Are birds good indicators?
Birds are valuable indicator species for biodiversity conservation for a number of reasons.
- Birds have widespread popular appeal and therefore make good flagship species for mobilising volunteer-based monitoring networks (harnessing the power of citizen science), as well as for education and advocacy within civil society.
- Birds occupy a very broad range of ecosystems, have varied natural histories and are widely dispersed in all regions and countries of the world. They are high in the food chain, thus integrating changes at lower levels.
- They are the best known and documented major taxonomic group, especially in terms of the sizes and trends of populations and distributions, and the number of species (c.10,000) is manageable, thereby permitting comprehensive and rigorous analyses.
- They are sensitive to many kinds of environmental disturbance and can be used to monitor potentially harmful changes in the environment.
Some examples
Some examples of birds as indicators of environmental change follow below. In most of the cases, changes in bird numbers and distributions were first detected by citizen-based bird-monitoring schemes:
- Evidence suggests that range changes by birds may be among the first observable symptoms of human-induced climate change. For example, in Costa Rica lowland forest birds are extending their ranges up mountain slopes, apparently because the high-altitude cloud-forests are drying out as a result of global warming.
- The continuing dramatic decline in numbers of farmland birds in western Europe is indicative of the continuing intensification of agricultural practices and the non-sustainability of the European Union's current Common Agricultural Policy.

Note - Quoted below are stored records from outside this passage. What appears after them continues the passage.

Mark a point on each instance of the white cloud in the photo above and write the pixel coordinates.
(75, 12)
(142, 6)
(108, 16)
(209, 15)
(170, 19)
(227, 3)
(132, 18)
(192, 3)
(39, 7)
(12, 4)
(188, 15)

- Numbers of a small migratory songbird, Common Whitethroat Sylvia communis, fell very sharply across Europe in 1969. The cause was traced to the onset in 1968 of a very severe drought in their wintering grounds in sub-Saharan Africa, which also caused the deaths of up to 250,000 people by the time that the drought broke in 1973. Discoveries such as this were among the first to publicise links between issues such as desertification, climate change and biodiversity loss, well beyond the affected regions.
- In the 1950s and 1960s, a huge drop in the numbers of Peregrine Falcons Falco peregrinus and other birds of prey in Europe and the USA led to the realisation that the persistent insecticide DDT was accumulating in the food chain, and that significant amounts were increasingly being found in people. As a result, in the 1970s some countries restricted or banned the use of DDT, and consequently experienced a rebound in raptor numbers and a strong decrease in human contamination.